Luke squeezes his eyes shut at the memory. The plane crash. Sal reaching over, reaching for his hand, her mouth moving around his name, and then she screamed.
Gone.
She was gone in a blink of an eye.
Then Luke’s brain pulls itself together. He understands what Seth means. His worst fear finally realized. All these months later, they pulled her out of the ocean. Jace and Seth—they’re here to identify the body.
Warm nausea comes in waves. “Christ, no,” Luke moans, thrashing his head, wanting it to be a dream.
Jace says something in an inaudible voice to Seth.
“Not like that,” Seth says as if suddenly understanding Luke’s train of thought. “Not how you’re thinkin’, Luke.” Seth gives him a shake, his voice fierce and steady. “Sal—she’s alive.”
A low curse comes from Mort, standing near the vending machines.
Luke snaps to attention. His hands curl to fists. “That ain’t fuckin’ funny.”
“It ain’t a joke,” Jace’s quiet voice breaks in. He stares at him with sad, sympathetic eyes. “He’s tellin’ you the truth.”
Luke struggles to pull away, to take a swing, to rage, to do anything but listen to his brother’s next words, but Seth only holds him tighter. To make him understand.

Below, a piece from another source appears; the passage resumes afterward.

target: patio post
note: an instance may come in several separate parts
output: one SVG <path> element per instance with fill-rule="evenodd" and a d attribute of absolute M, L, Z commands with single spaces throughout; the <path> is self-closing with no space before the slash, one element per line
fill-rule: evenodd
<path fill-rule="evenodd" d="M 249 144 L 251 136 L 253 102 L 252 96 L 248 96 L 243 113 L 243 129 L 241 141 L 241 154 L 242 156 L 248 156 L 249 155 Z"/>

“Listen to me, goddamnit. You know how I feel about Sal. Would I lie about this? Would I hurt you like this?”
The answer’s obvious. No way. No fucking way.
His brother has a catch in his voice Luke knows all too well. The same tearful tone he used the night he called Luke to tell him that Sal had been in a car accident and had lost the baby.
It’s serious. It’s real.
Luke’s heart pumps like a kick drum. So loud he can hear it in his ears. Disbelief, hope surge upward to fistfight for the win. He doesn’t know what to believe. He wants to believe it all, but hope’s a dangerous wish. For months, his world had been ended.
And now—now he just got the jumpstart of his life.
“I’ve seen her. I’ve talked to her.” Seth’s deep voice jolts him back to the present. “It’s her, Luke. Livin’ and breathin’. It’s Sal.”
Sal.
Her name hits him like a bullet.
Luke goes down.
The world blurring black at its edges, Luke hits his knees, doubles over and reaches for his heart.
“Whoa . . .” Steady hands grab onto Luke, surrounding him, stilling him.
“Easy,” Jace says as he and Seth haul Luke into a chair.
Luke sits with his head in his hands for a long moment. He closes his eyes as he struggles to get a handle on his emotions. Finally, when his breathing’s evened out and his heart pumps steady, he raises his face. He meets Seth’s eyes with determined ones of his own. “I want to see my wife. Now.”